Thyroid cancer is one of the fastest rising cancers, especially in women. A total of 62,000 new cases were diagnosed in 2016 alone. Fortunately, most of these cancers are low risk and, in these patients, the thyroid cancer is usually treated with surgery alone. Patients with intermediate and higher risk cancers are treated with radioactive iodine after surgery, which has shown to decrease cancer recurrence and improve survival in these higher risk patients. Guidelines from the American Thyroid Association and the National Comprehensive Cancer Network have each provided recommendations on the management of thyroid cancer. While the prognosis of thyroid cancer is usually excellent, decreased survival has been observed among the minority of patients who receive thyroid cancer care that is not aligned with either of the guidelines. This study was done to compare differences in the care of patients with thyroid cancer between the years 1998 to 2012.
THE FULL ARTICLE TITLE:
Jaap K et al Disparities in the care of differentiated thyroid cancer in the United States: exploring the National Cancer Database. Am Surg 2017;83:739-46.
SUMMARY OF THE STUDY
The source of data for this study was the National Cancer Database. There were more than 250,000 patients with thyroid cancer included in the study; 78% of the patients were female, more than 80% were white and the average age was 48 years. Most of the patients (73.5%) had private insurance. Each of the geographic regions of the United States were represented fairly equally. Most patients had undergone a total thyroidectomy (83.3%), but only about half (48.5%) received postoperative radioactive iodine therapy. A total of 52% of patients had received care at a Comprehensive Community Cancer Program, while 41% received care from an academic medical center as designated by the Commission on Cancer.
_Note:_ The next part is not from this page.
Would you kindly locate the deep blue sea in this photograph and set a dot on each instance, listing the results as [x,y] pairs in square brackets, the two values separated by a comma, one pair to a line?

Patients were more likely to receive a total thyroidectomy and central neck dissection at academic medical centers. Black patients were less likely to receive central neck dissection than white patients. Those more likely to receive postoperative radioactive iodine ablation were whites, privately insured individuals, and those receiving care at an academic medical center, demonstrating the disparities in care for differentiated thyroid cancer in this data set.
WHAT ARE THE IMPLICATIONS OF THIS STUDY?
This study showed that those at risk for receiving less aggressive treatment of their thyroid cancer were more likely to be black, uninsured, and treated at Community Cancer Programs. The results of this study show racial and income based differences in the care of patients with thyroid cancer. There is also a difference noted between the academic medical centers and community cancer programs. The care of patients with thyroid cancer needs to be more uniform and the thyroid cancer care guidelines maybe helpful in this regard.
— Vibhavasu Sharma, MD
ATA THYROID BROCHURE LINKS
Thyroid Cancer (Papillary and Follicular): https://www. thyroid.org/thyroid-cancer/
Radioactive Iodine: https://www.thyroid.org/ radioactive-iodine/
Thyroid Surgery: https://www.thyroid.org/ thyroid-surgery/
ABBREVIATIONS & DEFINITIONS
Thyroidectomy: surgery to remove the entire thyroid gland. When the entire thyroid is removed it is termed a total thyroidectomy. When less is removed, such as in removal of a lobe, it is termed a partial thyroidectomy.
Radioactive iodine therapy: this plays a valuable role in diagnosing and treating thyroid problems since it is taken up only by the thyroid gland. I-131 is the destructive form used to destroy thyroid tissue in the treatment of thyroid cancer and with an overactive thyroid. I-123 is the non-destructive form that does not damage the thyroid and is used in scans to take pictures of the thyroid (Thyroid Scan) or to take pictures of the whole body to look for thyroid cancer (Whole Body Scan).